I am a 55 year old woman with a baseball sized bald spot on my head and numbness from my head down to my shoulder from a skin graft on the head and a neck dissection. They took 23 nodes from my neck and 2 had melanoma. Yes, the bald spot is sunken in, I call it may moon crater. My grandkids laugh and ask me to "moon them" and I lift my hair and they scream and run. I am able to cover the spot somewhat by growing my remaining hair longer and combing it just right.
I will have even less hair when I finish biochemo and radiation. The hair will grow back after chemo but not after radiation. My scalp will then have a permanent bald spot twice what I (and you) have now. I can get a free wig but may just stick to hats and scarves.

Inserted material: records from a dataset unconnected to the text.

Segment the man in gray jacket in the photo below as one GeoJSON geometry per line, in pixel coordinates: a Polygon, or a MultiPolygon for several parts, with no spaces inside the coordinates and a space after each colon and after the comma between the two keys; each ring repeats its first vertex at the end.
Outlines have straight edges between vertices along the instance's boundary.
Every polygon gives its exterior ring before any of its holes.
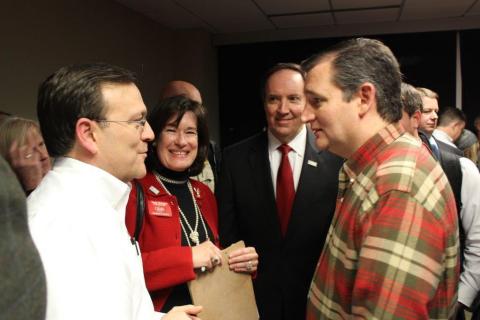
{"type": "Polygon", "coordinates": [[[45,274],[28,229],[25,193],[2,157],[0,181],[0,319],[45,319],[45,274]]]}

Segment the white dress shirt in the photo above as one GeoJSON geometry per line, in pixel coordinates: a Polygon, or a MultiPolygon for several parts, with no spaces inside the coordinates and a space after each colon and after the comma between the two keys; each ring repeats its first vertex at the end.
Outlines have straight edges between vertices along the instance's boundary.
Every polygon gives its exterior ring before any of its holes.
{"type": "Polygon", "coordinates": [[[453,139],[445,131],[435,129],[433,130],[432,136],[434,136],[437,140],[457,148],[457,146],[453,143],[453,139]]]}
{"type": "Polygon", "coordinates": [[[161,318],[125,227],[129,192],[97,167],[58,158],[28,197],[47,278],[46,320],[161,318]]]}
{"type": "MultiPolygon", "coordinates": [[[[439,141],[455,146],[452,138],[441,130],[433,135],[439,141]]],[[[456,146],[455,146],[456,147],[456,146]]],[[[465,231],[464,271],[460,275],[458,301],[470,306],[480,291],[480,173],[477,166],[468,158],[460,157],[462,170],[460,218],[465,231]]]]}
{"type": "MultiPolygon", "coordinates": [[[[307,128],[302,127],[300,132],[288,143],[292,151],[288,153],[288,161],[292,167],[293,184],[297,191],[298,181],[302,173],[303,158],[305,156],[305,144],[307,143],[307,128]]],[[[268,159],[270,160],[270,170],[272,174],[273,192],[277,194],[277,174],[280,162],[282,161],[282,153],[278,147],[282,143],[268,130],[268,159]]]]}

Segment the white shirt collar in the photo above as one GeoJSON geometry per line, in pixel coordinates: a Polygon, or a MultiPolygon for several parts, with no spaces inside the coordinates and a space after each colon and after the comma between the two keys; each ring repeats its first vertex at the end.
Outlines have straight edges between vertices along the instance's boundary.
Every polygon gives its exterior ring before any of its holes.
{"type": "MultiPolygon", "coordinates": [[[[435,129],[432,133],[432,135],[437,139],[442,142],[445,142],[446,144],[449,144],[451,146],[455,146],[453,143],[453,139],[444,131],[435,129]]],[[[456,146],[455,146],[456,147],[456,146]]]]}
{"type": "Polygon", "coordinates": [[[76,179],[85,180],[85,184],[90,186],[86,192],[103,198],[116,210],[125,210],[131,187],[105,170],[68,157],[56,158],[53,170],[66,174],[71,173],[75,175],[76,179]]]}
{"type": "MultiPolygon", "coordinates": [[[[278,140],[270,130],[268,132],[268,152],[272,153],[278,149],[278,147],[282,144],[280,140],[278,140]]],[[[305,153],[305,144],[307,143],[307,128],[305,125],[302,126],[302,129],[297,133],[297,135],[287,143],[290,148],[295,151],[298,155],[302,156],[305,153]]]]}

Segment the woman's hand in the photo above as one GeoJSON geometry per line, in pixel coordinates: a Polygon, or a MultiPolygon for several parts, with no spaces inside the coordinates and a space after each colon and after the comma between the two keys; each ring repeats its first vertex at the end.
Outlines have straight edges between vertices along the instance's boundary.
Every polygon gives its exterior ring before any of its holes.
{"type": "Polygon", "coordinates": [[[25,191],[32,191],[40,184],[43,178],[42,163],[31,133],[27,133],[25,145],[12,143],[8,160],[25,191]]]}
{"type": "Polygon", "coordinates": [[[162,320],[200,320],[196,315],[202,311],[202,307],[191,304],[173,307],[162,320]]]}
{"type": "Polygon", "coordinates": [[[258,268],[258,254],[254,247],[232,251],[228,255],[230,270],[235,272],[253,273],[258,268]]]}
{"type": "Polygon", "coordinates": [[[222,264],[222,252],[211,241],[192,247],[193,267],[208,270],[222,264]]]}

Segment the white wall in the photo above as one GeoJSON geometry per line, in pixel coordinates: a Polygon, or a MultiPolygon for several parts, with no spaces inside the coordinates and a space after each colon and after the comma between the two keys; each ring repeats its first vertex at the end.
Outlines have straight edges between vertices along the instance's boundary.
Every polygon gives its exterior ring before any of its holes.
{"type": "Polygon", "coordinates": [[[208,34],[173,32],[110,0],[7,0],[0,2],[0,39],[0,110],[35,119],[37,88],[49,74],[103,61],[137,73],[147,106],[166,82],[194,79],[218,137],[216,51],[208,34]]]}

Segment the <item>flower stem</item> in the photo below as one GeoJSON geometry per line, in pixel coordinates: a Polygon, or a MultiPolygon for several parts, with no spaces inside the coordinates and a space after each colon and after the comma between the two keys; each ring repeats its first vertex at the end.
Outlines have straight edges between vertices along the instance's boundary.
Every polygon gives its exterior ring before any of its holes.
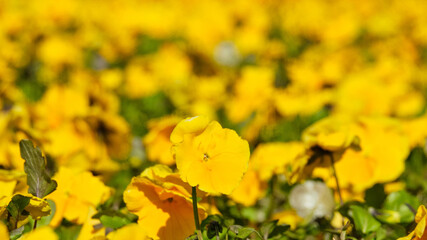
{"type": "Polygon", "coordinates": [[[335,170],[334,156],[332,155],[332,153],[330,153],[329,157],[331,158],[332,173],[334,174],[334,177],[335,177],[335,183],[337,185],[338,196],[340,198],[340,205],[342,206],[344,202],[342,200],[341,188],[340,188],[340,183],[338,180],[337,171],[335,170]]]}
{"type": "MultiPolygon", "coordinates": [[[[337,185],[337,192],[338,192],[338,196],[339,196],[339,198],[340,198],[340,206],[342,206],[342,205],[344,204],[344,201],[342,200],[341,188],[340,188],[340,182],[339,182],[339,180],[338,180],[337,171],[335,170],[335,161],[334,161],[334,156],[333,156],[333,154],[332,154],[332,153],[329,153],[329,157],[331,158],[332,172],[333,172],[334,177],[335,177],[335,183],[336,183],[336,185],[337,185]]],[[[342,226],[343,226],[343,228],[344,228],[344,227],[345,227],[345,226],[344,226],[344,224],[345,224],[344,217],[342,217],[341,224],[342,224],[342,226]]],[[[341,231],[342,231],[342,230],[341,230],[341,231]]],[[[342,232],[345,232],[345,231],[342,231],[342,232]]],[[[342,235],[343,235],[343,233],[342,233],[342,232],[341,232],[341,237],[342,237],[342,235]]],[[[345,233],[344,233],[344,239],[345,239],[345,233]]]]}
{"type": "Polygon", "coordinates": [[[37,220],[34,220],[33,231],[36,230],[36,228],[37,228],[37,220]]]}
{"type": "Polygon", "coordinates": [[[193,200],[193,213],[194,213],[194,223],[196,224],[196,232],[198,240],[203,240],[202,232],[200,231],[200,223],[199,223],[199,210],[197,208],[197,188],[192,187],[192,200],[193,200]]]}

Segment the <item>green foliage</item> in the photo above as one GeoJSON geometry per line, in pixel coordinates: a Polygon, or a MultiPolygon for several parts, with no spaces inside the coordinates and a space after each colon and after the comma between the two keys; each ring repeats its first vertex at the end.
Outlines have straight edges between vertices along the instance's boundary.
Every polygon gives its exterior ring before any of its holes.
{"type": "Polygon", "coordinates": [[[66,224],[62,224],[61,226],[55,229],[55,233],[61,240],[76,240],[79,236],[81,229],[81,225],[66,226],[66,224]]]}
{"type": "Polygon", "coordinates": [[[46,160],[39,147],[34,147],[30,140],[19,142],[21,157],[25,160],[24,170],[27,173],[28,192],[43,198],[55,191],[57,183],[46,173],[46,160]]]}
{"type": "Polygon", "coordinates": [[[328,110],[322,109],[311,116],[296,116],[283,119],[273,125],[266,126],[260,133],[262,142],[289,142],[301,140],[301,134],[308,126],[328,116],[328,110]]]}
{"type": "MultiPolygon", "coordinates": [[[[289,225],[278,224],[278,220],[273,220],[263,223],[257,231],[255,228],[237,225],[234,219],[224,218],[221,215],[210,215],[201,224],[203,238],[209,240],[286,239],[285,236],[291,234],[289,229],[289,225]]],[[[197,239],[197,237],[192,235],[189,239],[197,239]]]]}
{"type": "Polygon", "coordinates": [[[278,220],[265,222],[260,227],[260,233],[263,239],[270,239],[282,235],[284,232],[290,229],[287,224],[277,224],[278,220]]]}
{"type": "Polygon", "coordinates": [[[47,89],[47,86],[37,79],[36,72],[39,68],[40,64],[32,61],[31,64],[19,71],[16,81],[16,85],[30,102],[40,100],[47,89]]]}
{"type": "Polygon", "coordinates": [[[9,214],[18,219],[18,216],[24,211],[25,207],[30,203],[31,197],[22,196],[20,194],[13,196],[6,209],[9,214]]]}
{"type": "Polygon", "coordinates": [[[409,223],[414,220],[414,209],[420,205],[418,199],[406,191],[398,191],[387,196],[383,209],[395,211],[399,222],[409,223]]]}
{"type": "Polygon", "coordinates": [[[20,228],[17,228],[17,229],[10,231],[10,233],[9,233],[10,240],[19,239],[22,236],[22,234],[24,234],[24,230],[25,230],[25,228],[24,228],[24,226],[22,226],[20,228]]]}
{"type": "Polygon", "coordinates": [[[120,98],[120,114],[129,123],[135,136],[147,133],[147,122],[159,118],[172,111],[172,104],[162,93],[156,93],[145,98],[120,98]]]}
{"type": "Polygon", "coordinates": [[[387,194],[384,192],[384,185],[375,184],[365,192],[365,202],[369,206],[380,208],[387,194]]]}
{"type": "Polygon", "coordinates": [[[49,216],[42,217],[40,220],[37,221],[37,226],[38,227],[49,225],[49,223],[53,219],[53,216],[55,216],[55,212],[56,212],[56,204],[55,204],[55,202],[52,201],[52,200],[50,200],[50,199],[47,199],[46,201],[49,203],[49,207],[50,207],[51,211],[50,211],[49,216]]]}
{"type": "Polygon", "coordinates": [[[381,223],[376,220],[367,209],[357,205],[350,206],[350,209],[354,224],[358,231],[367,234],[381,227],[381,223]]]}
{"type": "Polygon", "coordinates": [[[246,239],[249,237],[252,233],[256,233],[259,237],[259,239],[262,239],[262,237],[259,235],[259,233],[250,227],[242,227],[240,225],[232,225],[229,227],[230,235],[232,237],[238,238],[238,239],[246,239]]]}
{"type": "Polygon", "coordinates": [[[124,214],[114,210],[103,210],[93,215],[92,218],[97,218],[102,225],[107,228],[119,229],[127,224],[135,222],[137,216],[134,214],[124,214]]]}

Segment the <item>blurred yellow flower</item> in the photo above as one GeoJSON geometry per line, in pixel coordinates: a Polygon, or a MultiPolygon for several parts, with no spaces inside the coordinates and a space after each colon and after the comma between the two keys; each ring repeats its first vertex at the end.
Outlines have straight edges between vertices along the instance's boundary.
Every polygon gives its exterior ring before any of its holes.
{"type": "Polygon", "coordinates": [[[334,152],[348,148],[356,141],[355,134],[351,118],[330,116],[308,127],[302,134],[302,140],[309,148],[317,146],[334,152]]]}
{"type": "Polygon", "coordinates": [[[94,209],[112,194],[109,187],[87,171],[60,167],[53,179],[57,181],[58,188],[48,196],[56,206],[51,226],[58,226],[62,218],[77,224],[84,223],[90,208],[94,209]]]}
{"type": "MultiPolygon", "coordinates": [[[[398,121],[361,118],[355,121],[355,134],[360,140],[359,148],[345,149],[335,163],[342,187],[351,186],[360,193],[375,183],[392,181],[402,174],[410,149],[398,121]]],[[[313,175],[322,177],[321,171],[315,169],[313,175]]],[[[335,185],[331,175],[325,180],[328,185],[335,185]]]]}
{"type": "Polygon", "coordinates": [[[18,185],[26,185],[26,176],[23,171],[0,169],[0,197],[12,196],[18,185]]]}
{"type": "Polygon", "coordinates": [[[259,144],[251,156],[254,171],[262,181],[268,181],[273,175],[288,175],[288,168],[297,159],[306,155],[305,146],[301,142],[271,142],[259,144]]]}
{"type": "Polygon", "coordinates": [[[230,194],[248,168],[248,142],[216,121],[186,118],[170,139],[182,180],[205,192],[230,194]]]}
{"type": "Polygon", "coordinates": [[[107,235],[109,240],[140,239],[148,240],[148,236],[139,224],[131,223],[107,235]]]}
{"type": "MultiPolygon", "coordinates": [[[[154,239],[184,239],[194,230],[190,193],[177,175],[166,166],[146,169],[134,177],[123,199],[128,210],[138,215],[139,227],[154,239]]],[[[206,216],[199,206],[199,216],[206,216]]]]}
{"type": "Polygon", "coordinates": [[[411,147],[423,147],[427,139],[427,115],[402,120],[402,128],[409,139],[411,147]]]}
{"type": "Polygon", "coordinates": [[[230,198],[243,206],[252,206],[263,196],[266,189],[267,184],[260,180],[259,174],[252,169],[251,162],[249,162],[248,171],[230,194],[230,198]]]}
{"type": "Polygon", "coordinates": [[[90,206],[86,218],[83,221],[83,226],[80,229],[77,240],[94,240],[97,238],[105,238],[105,227],[101,225],[101,221],[92,218],[97,213],[94,206],[90,206]]]}
{"type": "Polygon", "coordinates": [[[125,68],[124,90],[131,98],[150,96],[159,89],[155,75],[148,71],[142,59],[134,59],[125,68]]]}
{"type": "Polygon", "coordinates": [[[297,212],[293,209],[284,210],[278,213],[275,213],[272,219],[279,220],[279,224],[289,224],[291,225],[291,229],[295,230],[299,223],[302,223],[304,219],[298,216],[297,212]]]}
{"type": "Polygon", "coordinates": [[[277,111],[285,117],[310,115],[330,103],[331,95],[328,90],[307,92],[306,87],[298,89],[289,86],[275,91],[274,104],[277,111]]]}
{"type": "Polygon", "coordinates": [[[415,222],[417,226],[414,231],[409,233],[406,237],[398,238],[397,240],[423,240],[427,238],[427,210],[424,205],[418,207],[417,214],[415,215],[415,222]]]}
{"type": "Polygon", "coordinates": [[[143,138],[148,160],[166,165],[175,163],[171,153],[172,142],[169,138],[180,120],[181,118],[176,116],[150,120],[148,123],[149,132],[143,138]]]}
{"type": "Polygon", "coordinates": [[[58,240],[59,237],[55,231],[49,226],[43,226],[35,229],[32,232],[24,234],[20,239],[22,240],[58,240]]]}
{"type": "Polygon", "coordinates": [[[54,71],[59,71],[66,65],[81,64],[83,60],[81,49],[73,40],[59,35],[46,38],[40,44],[37,55],[54,71]]]}
{"type": "Polygon", "coordinates": [[[9,239],[9,231],[3,222],[0,222],[0,239],[9,239]]]}
{"type": "MultiPolygon", "coordinates": [[[[29,213],[29,216],[31,216],[35,220],[40,220],[41,217],[48,216],[51,213],[51,208],[49,206],[49,203],[45,199],[41,199],[38,197],[35,197],[31,194],[20,194],[24,197],[29,197],[30,201],[28,205],[24,208],[25,211],[29,213]]],[[[7,213],[7,206],[12,201],[12,198],[17,196],[10,195],[10,196],[0,196],[0,218],[6,219],[8,218],[7,213]]],[[[9,220],[8,220],[9,221],[9,220]]],[[[17,226],[18,228],[25,225],[29,221],[28,215],[19,215],[18,219],[10,219],[12,221],[13,226],[17,226]],[[17,222],[16,222],[17,221],[17,222]]]]}
{"type": "Polygon", "coordinates": [[[274,91],[274,71],[268,67],[246,67],[234,86],[235,95],[226,107],[233,122],[241,122],[252,112],[268,106],[274,91]]]}
{"type": "Polygon", "coordinates": [[[106,89],[117,89],[123,81],[123,72],[120,69],[108,69],[99,75],[99,81],[106,89]]]}
{"type": "Polygon", "coordinates": [[[89,98],[84,91],[62,85],[52,85],[34,108],[36,126],[56,128],[64,121],[85,117],[89,113],[89,98]]]}
{"type": "Polygon", "coordinates": [[[178,45],[162,46],[150,59],[153,76],[163,87],[186,83],[191,74],[192,62],[178,45]]]}
{"type": "Polygon", "coordinates": [[[121,116],[103,112],[90,115],[87,122],[95,135],[93,138],[98,140],[98,145],[105,146],[108,156],[115,159],[127,157],[130,151],[130,129],[121,116]]]}
{"type": "MultiPolygon", "coordinates": [[[[30,196],[30,195],[28,195],[30,196]]],[[[30,203],[25,207],[25,210],[30,213],[35,220],[40,220],[41,217],[50,215],[51,208],[45,199],[31,196],[30,203]]]]}

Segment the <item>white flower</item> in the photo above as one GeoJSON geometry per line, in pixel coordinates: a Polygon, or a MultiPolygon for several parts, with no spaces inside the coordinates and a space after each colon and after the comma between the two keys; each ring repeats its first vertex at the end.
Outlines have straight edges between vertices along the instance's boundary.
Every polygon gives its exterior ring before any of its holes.
{"type": "Polygon", "coordinates": [[[214,59],[222,66],[234,67],[239,63],[240,54],[233,42],[223,41],[216,46],[214,59]]]}
{"type": "Polygon", "coordinates": [[[289,202],[297,214],[307,220],[330,218],[335,208],[331,189],[317,181],[306,181],[293,188],[289,202]]]}

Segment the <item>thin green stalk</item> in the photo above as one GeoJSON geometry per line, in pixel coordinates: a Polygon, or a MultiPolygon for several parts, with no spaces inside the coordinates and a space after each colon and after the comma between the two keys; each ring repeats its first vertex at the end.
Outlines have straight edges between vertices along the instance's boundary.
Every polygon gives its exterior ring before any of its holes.
{"type": "Polygon", "coordinates": [[[34,220],[33,231],[36,230],[36,228],[37,228],[37,220],[34,220]]]}
{"type": "Polygon", "coordinates": [[[340,183],[338,180],[337,171],[335,170],[334,156],[332,155],[332,153],[330,153],[329,157],[331,158],[332,173],[334,174],[334,177],[335,177],[335,183],[337,185],[338,196],[340,198],[340,205],[342,206],[344,204],[344,201],[342,200],[340,183]]]}
{"type": "Polygon", "coordinates": [[[275,209],[275,197],[274,197],[274,187],[276,185],[276,181],[277,181],[277,176],[273,175],[273,177],[271,178],[270,182],[269,182],[269,191],[270,191],[270,198],[269,198],[269,204],[268,204],[268,208],[266,211],[266,218],[270,219],[271,215],[274,212],[275,209]]]}
{"type": "Polygon", "coordinates": [[[192,187],[192,200],[193,200],[193,214],[194,214],[194,223],[196,224],[196,232],[198,240],[203,240],[202,232],[200,231],[200,222],[199,222],[199,210],[197,208],[197,188],[192,187]]]}
{"type": "MultiPolygon", "coordinates": [[[[339,180],[338,180],[337,171],[335,170],[335,161],[334,161],[334,156],[333,156],[333,154],[332,154],[332,153],[329,153],[329,157],[331,158],[332,172],[333,172],[334,177],[335,177],[335,183],[336,183],[336,185],[337,185],[337,192],[338,192],[338,196],[339,196],[339,198],[340,198],[340,206],[342,206],[342,205],[344,204],[344,201],[342,200],[341,188],[340,188],[340,182],[339,182],[339,180]]],[[[343,228],[345,227],[345,226],[344,226],[344,223],[345,223],[345,221],[344,221],[344,217],[342,217],[341,224],[342,224],[343,228]]],[[[342,229],[341,229],[341,231],[342,231],[342,229]]],[[[345,231],[344,231],[344,232],[345,232],[345,231]]],[[[344,236],[345,236],[345,235],[344,235],[344,236]]]]}

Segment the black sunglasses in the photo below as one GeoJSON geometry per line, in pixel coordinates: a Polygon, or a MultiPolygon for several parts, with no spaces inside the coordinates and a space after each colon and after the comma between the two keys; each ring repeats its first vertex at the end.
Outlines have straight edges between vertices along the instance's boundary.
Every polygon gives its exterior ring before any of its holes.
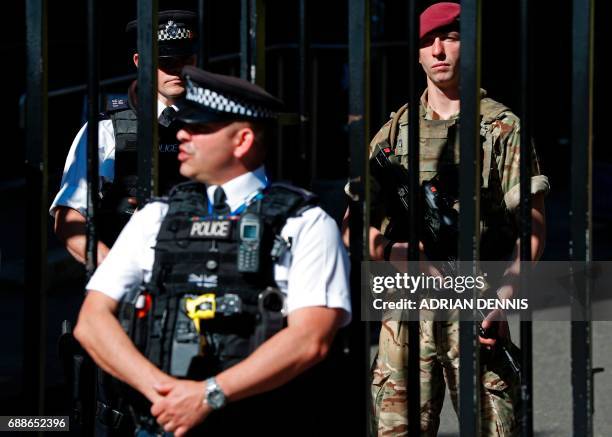
{"type": "Polygon", "coordinates": [[[193,55],[167,56],[159,58],[159,60],[157,61],[157,66],[161,70],[172,70],[189,64],[192,59],[193,55]]]}

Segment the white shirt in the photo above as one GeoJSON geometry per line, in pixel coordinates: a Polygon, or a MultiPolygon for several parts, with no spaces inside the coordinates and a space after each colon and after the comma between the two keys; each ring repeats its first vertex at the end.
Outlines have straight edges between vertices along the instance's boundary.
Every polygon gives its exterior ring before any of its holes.
{"type": "MultiPolygon", "coordinates": [[[[178,110],[174,105],[173,108],[178,110]]],[[[164,109],[166,106],[158,100],[158,118],[164,109]]],[[[115,176],[115,131],[112,120],[98,122],[98,160],[102,187],[105,182],[112,182],[115,176]]],[[[55,216],[58,206],[76,209],[83,215],[87,212],[87,123],[74,137],[66,156],[60,190],[49,208],[51,216],[55,216]]]]}
{"type": "MultiPolygon", "coordinates": [[[[263,167],[222,185],[233,210],[267,184],[263,167]]],[[[216,186],[207,187],[212,202],[216,186]]],[[[87,284],[115,300],[151,278],[154,246],[168,211],[163,202],[147,204],[132,216],[104,262],[87,284]]],[[[281,236],[292,239],[291,249],[274,265],[274,280],[285,294],[288,313],[298,308],[325,306],[345,311],[351,319],[349,260],[336,222],[321,208],[287,219],[281,236]]]]}

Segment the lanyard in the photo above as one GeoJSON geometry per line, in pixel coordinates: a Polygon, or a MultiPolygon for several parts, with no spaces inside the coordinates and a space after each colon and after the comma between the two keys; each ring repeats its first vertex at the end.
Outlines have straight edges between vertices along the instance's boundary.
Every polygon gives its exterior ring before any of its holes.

All the doctors say it is very unusual for a woman who never went in the sun much, with plenty of hair, to get scalp melanoma. Guess we are just special.
I am so happy to be alive, I really don't care about the hair. I have stage 3 nodular melanoma, very high mitotic index (16). And today is my 1 year survival anniversary! Some measure survival after 5 years, we cool ones measure it from the date of diagnosis, I was diagnosed one year ago today.
I have known 3 people who have died of cancer in the past 4 years so I was blessed to be able to spend Christmas with my kids and grandchildren. And Saturday is my grandson's 5th birthday party and he and I will pary hard. So I don't have much time to think about hair.
At the risk of sounding mean, you need to shift perspective. Yes, hair is nice but melanoma is a deadly monster that kills. And unless you have stage 1 or 2, you may be in for the fight of your life, literally. Hair is just hair.